Zurich Am. Ins. Grp. v. Duncan Ex Rel. Duncan

889 F.3d 293
CourtCourt of Appeals for the Sixth Circuit
DecidedMay 3, 2018
Docket17-3625
StatusPublished
Cited by14 cases

This text of 889 F.3d 293 (Zurich Am. Ins. Grp. v. Duncan Ex Rel. Duncan) is published on Counsel Stack Legal Research, covering Court of Appeals for the Sixth Circuit primary law. Counsel Stack provides free access to over 12 million legal documents including statutes, case law, regulations, and constitutions.

Bluebook
Zurich Am. Ins. Grp. v. Duncan Ex Rel. Duncan, 889 F.3d 293 (6th Cir. 2018).

Opinion

KAREN NELSON MOORE, Circuit Judge.

Raymond Duncan, a veteran of the U.S. Air Force, was born in 1947 and was a long-term resident of Middlesboro, Kentucky. He worked in the coal-mining industry for over twenty years and developed severe respiratory issues. Raymond filed a claim for benefits under the Black Lung Benefits Act, but he died while his claim was still pending. Raymond's claim was consolidated with a claim for survivor's benefits submitted by his widow, Joanna Duncan. The administrative law judge ("ALJ") awarded benefits to Joanna, on both Raymond's behalf and as his surviving spouse. The Benefits Review Board ("Board") affirmed. Zurich American Insurance Group ("Zurich American"), the insurer of Straight Creek Coal Resources, now petitions this court to review the award. For the following reasons, we DENY its petition.

I. BACKGROUND

A. Statutory and Legal Framework

The Black Lung Benefits Act ("BLBA"), 30 U.S.C. § 901 et seq. , provides benefits to coal miners who are totally disabled due to pneumoconiosis caused by prolonged exposure to coal dust. Pneumoconiosis, commonly called black lung disease, is a "chronic dust disease of the lung and its sequelae, including respiratory and pulmonary impairments, arising out of coal mine employment." 30 U.S.C. § 902 (b). The BLBA's implementing regulations recognize two forms of pneumoconiosis : clinical and legal. Brandywine Explosives & Supply v. Dir., Office of Workers' Comp. Programs , 790 F.3d 657 , 661 (6th Cir. 2015). Clinical pneumoconiosis"consists of those diseases recognized by the medical community as pneumoconioses,"

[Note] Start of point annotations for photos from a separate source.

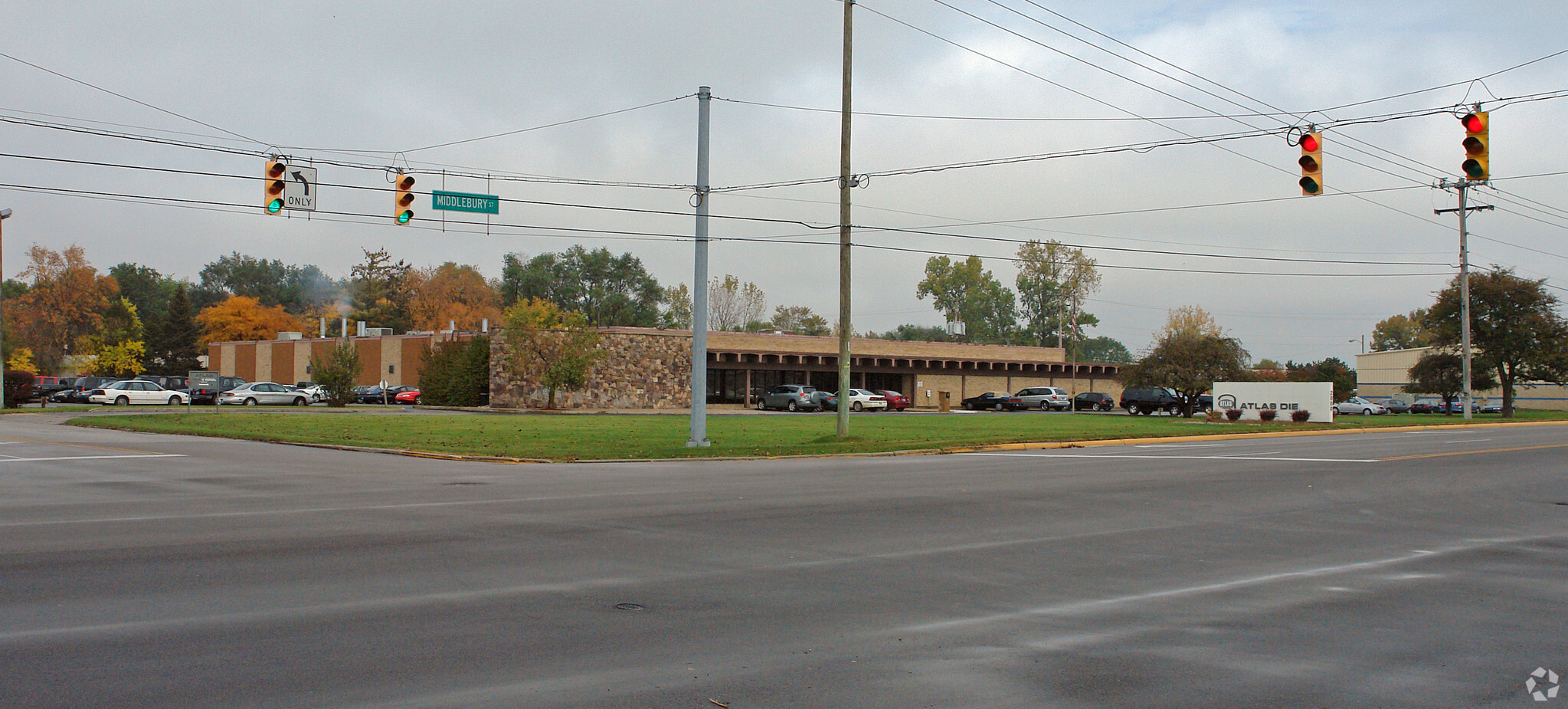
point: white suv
(1040, 397)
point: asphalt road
(1373, 569)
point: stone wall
(639, 370)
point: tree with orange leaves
(242, 319)
(64, 303)
(452, 294)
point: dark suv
(1150, 399)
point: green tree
(146, 289)
(1403, 331)
(1515, 330)
(1052, 283)
(970, 294)
(175, 343)
(338, 374)
(800, 319)
(381, 292)
(1330, 369)
(678, 308)
(1443, 374)
(1103, 350)
(732, 305)
(606, 289)
(1189, 364)
(549, 347)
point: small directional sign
(300, 189)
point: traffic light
(273, 189)
(404, 198)
(1311, 163)
(1478, 143)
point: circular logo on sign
(1542, 684)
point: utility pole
(699, 281)
(846, 184)
(1465, 349)
(5, 214)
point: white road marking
(93, 457)
(1187, 457)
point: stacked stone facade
(637, 370)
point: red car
(895, 402)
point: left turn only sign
(300, 189)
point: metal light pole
(5, 214)
(699, 281)
(846, 184)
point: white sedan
(1357, 405)
(137, 391)
(861, 399)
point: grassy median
(624, 436)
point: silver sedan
(259, 392)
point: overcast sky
(377, 84)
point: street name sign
(458, 201)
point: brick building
(648, 367)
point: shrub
(457, 374)
(18, 388)
(338, 374)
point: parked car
(988, 400)
(863, 399)
(211, 396)
(375, 394)
(827, 400)
(46, 386)
(127, 392)
(1357, 405)
(82, 389)
(1093, 402)
(176, 383)
(791, 397)
(895, 402)
(1150, 399)
(1040, 397)
(259, 392)
(313, 389)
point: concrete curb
(949, 451)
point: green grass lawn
(620, 436)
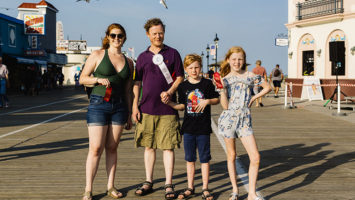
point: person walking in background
(4, 83)
(196, 94)
(259, 70)
(235, 119)
(110, 105)
(276, 76)
(157, 125)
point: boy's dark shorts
(202, 143)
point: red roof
(34, 5)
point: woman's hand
(104, 81)
(128, 125)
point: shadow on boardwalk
(287, 158)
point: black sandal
(144, 190)
(204, 197)
(187, 196)
(168, 193)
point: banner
(34, 24)
(212, 49)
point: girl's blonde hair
(105, 41)
(225, 67)
(191, 58)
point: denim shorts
(200, 142)
(101, 113)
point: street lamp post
(216, 39)
(208, 55)
(202, 54)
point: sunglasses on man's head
(119, 36)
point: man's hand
(251, 101)
(165, 97)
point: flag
(212, 49)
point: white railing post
(285, 94)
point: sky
(190, 24)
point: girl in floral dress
(235, 120)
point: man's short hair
(191, 58)
(153, 22)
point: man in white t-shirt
(4, 78)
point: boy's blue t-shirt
(190, 95)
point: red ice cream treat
(217, 79)
(108, 94)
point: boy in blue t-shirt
(196, 94)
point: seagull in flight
(163, 3)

*297 20 C.F.R. § 718.201 (a)(1), whereas legal pneumoconiosis"includes any chronic lung disease or impairment and its sequelae arising out of coal mine employment," 20 C.F.R. § 718.201 (a)(2). Federal regulations also recognize that pneumoconiosis-clinical and legal-is a "latent and progressive disease which may first become detectable only after the cessation of coal mine dust exposure." 20 C.F.R. § 718.201 (c) ; Sunny Ridge Mining Co. v. Keathley , 773 F.3d 734 , 739 (6th Cir. 2014).

To establish entitlement to benefits under the BLBA, a person must show that (1) he or she is a miner (2) who suffers from pneumoconiosis (3) arising out of coal mine employment, which (4) contributes to (5) his or her total disability. 20 C.F.R. § 725.202 (d) ; Big Branch Res., Inc. v. Ogle , 737 F.3d 1063 , 1069 (6th Cir. 2013). If a miner was employed for at least fifteen years in "one or more underground coal mines," or "in a coal mine other than an underground mine" with "substantially similar" conditions to that of an underground mine, and "demonstrates the existence of a totally disabling respiratory or pulmonary impairment, then there shall be a rebuttable presumption that such miner is totally disabled due to pneumoconiosis, that his death was due to pneumoconiosis, or that at the time of his death he was totally disabled by pneumoconiosis." 1 30 U.S.C. § 921 (c)(4). "Thus, after a showing that the miner (1) was employed for at least fifteen years in underground coal mines [or in coal mines with "substantially similar" conditions] and (2) is totally disabled due to a respiratory or pulmonary impairment, then the rest of the elements outlined in 20 C.F.R. § 725.202 (d) are presumed and the burden shifts to the employer to rebut them." Ogle , 737 F.3d at 1069 . The employer may rebut the fifteen-year presumption by establishing that: "(1) the miner has neither clinical nor legal pneumoconiosis, or (2) the miner's respiratory or pulmonary impairment did not arise out of, or in connection with, employment in a coal mine." Cent. Ohio Coal Co. v. Dir., Office of Workers' Comp. Programs , 762 F.3d 483 , 487 (6th Cir. 2014) ; 30 U.S.C. § 921 (c)(4).

B. Factual History

Raymond began working as an electrician in a strip mine in 1974, and worked in coal mines in a variety of occupations until 1999-except for a period between January 1992 and August 1993. Pet'r App'x at A105 (Emp't Hist. at 1).